As numbers go, Pakistan appears to have done well in this last plenary meeting of the Financial Action Task Force (FATF) held in Paris this week. As facts go, not quite.
This time Pakistan has progressed to ticking 24 boxes out of 27 for the right thing done by FATF reckoning. That makes it three short, down from six at the last plenary meeting last year. But it failed to get off the grey list, that it lobbied very hard to do.
For that to happen by the next plenary in June, Pakistan will have to score 27 out of 27. As it happens, the last three may be the most difficult to crack. If Pakistan does get to tick those boxes as well—and if the FATF is not letting lapses slip under its watch—Pakistan would then appear a very different country to what India now encounters of it.
By way of noting the positive stuff from Pakistan, the FATF says that its law enforcement agencies are now “identifying and investigating violations”, and “demonstrating enforcement”. They are also “working to prevent raising and moving of funds by designated persons.” Some movement forward is acknowledged here. But the language stops short of blanket acceptance of claims even of some achievements among the 24 said to have been made. The FATF still speaks of claims over what’s said to have been done.
The three remaining recommendations are telling:
Pakistan must demonstrate targeted financial sanctions against all designated persons and groups.
Pakistan must show now that investigations and prosecutions then target those acting on behalf of designated persons.
And it must show that its actions result in effective and dissuasive sanctions.
These recommendations arise inevitably from FATF findings that Pakistan is taking only selective action against designated persons and groups; that some at least among these are diverting their activities to others acting on their behalf, and that effective results are not visible.
FATF President Marcus Pleyer told media representatives Thursday following the plenary that when it is showing progress is “not a time to put it on the blacklist.” But the all-clear for Pakistan won’t come easy. Once Pakistan completes full implementation of the action plan, the FATF will then “verify the implementation and test the sustainability.” The next steps will be decided in the June plenary, he said.
In a diplomatically worded suggestion, Pleyer said “I strongly urge the completion of the action plan.”
Political
On the face of it, the status quo has continued. Pakistan was on the grey list earlier and remains there now. But this lack of movement was itself fiercely contested. For Pakistan, and for Prime Minister Imran Khan particularly, the failure to shake the country out of the grey listing will be a setback.

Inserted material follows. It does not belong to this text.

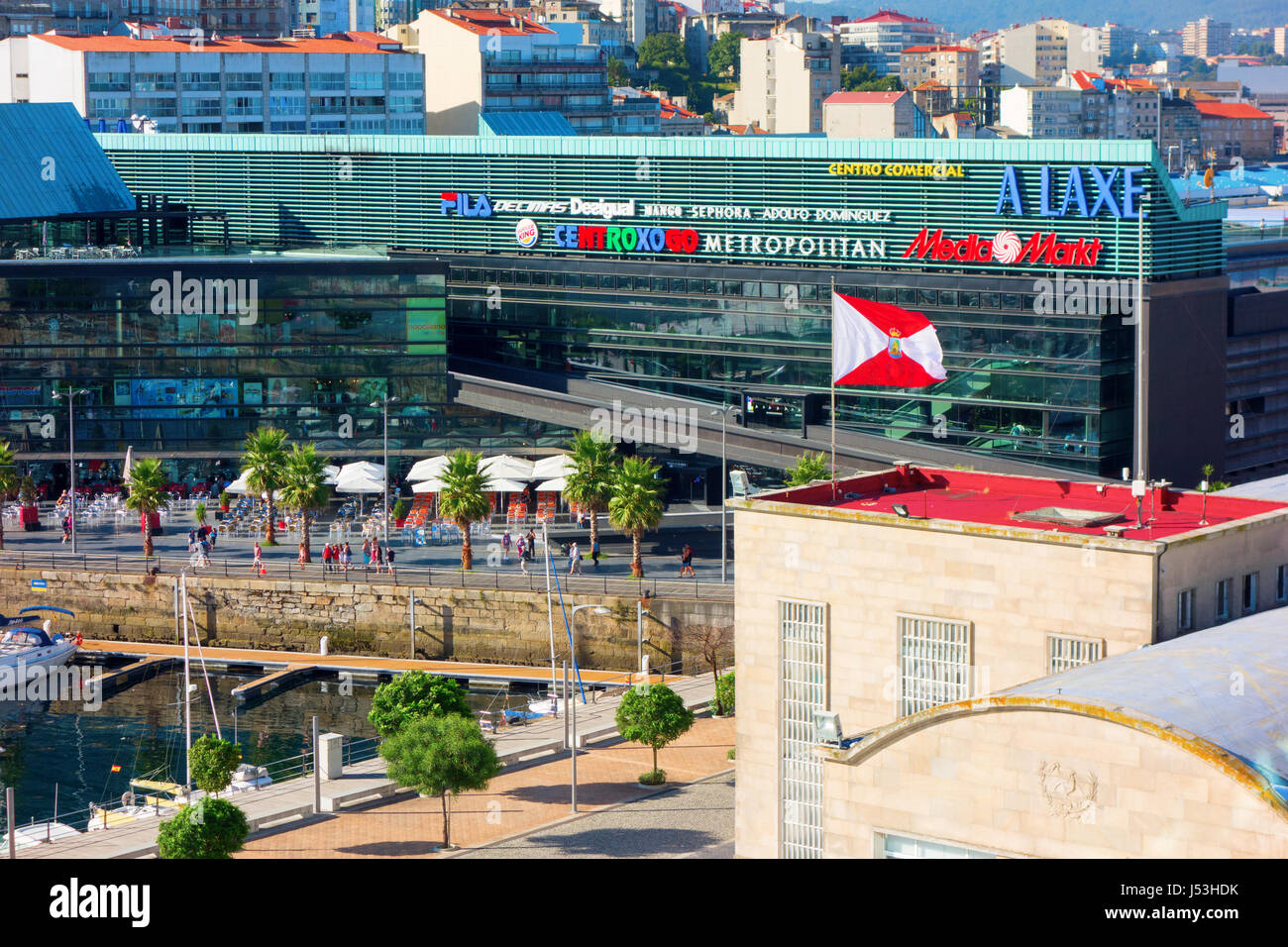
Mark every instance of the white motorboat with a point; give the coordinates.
(29, 646)
(248, 777)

In that, the US has inevitably been a critical player. A significantly large number of 39-member countries within the FATF take their cue from the US. Thirteen would need to vote to get Pakistan off the grey list altogether. Without a green light from the US that could be a tough target to reach.
In spotting the failures and holding Pakistan to account over them the FATF has undoubtedly demonstrated a sharp eye that is looking behind fronts and disguises. And the FATF is preparing itself for more such vision.
The FATF is implementing a new risk-based rather than rule-based investigating system this year. And it has prepared a confidential new way of checking compliance. That will still need someone to do the checking. In Pakistan that is an eternally difficult problem.
—London Eye is a weekly column by CNBC-TV18’s Sanjay Suri, which gives a peek at business-as-unusual from London and around.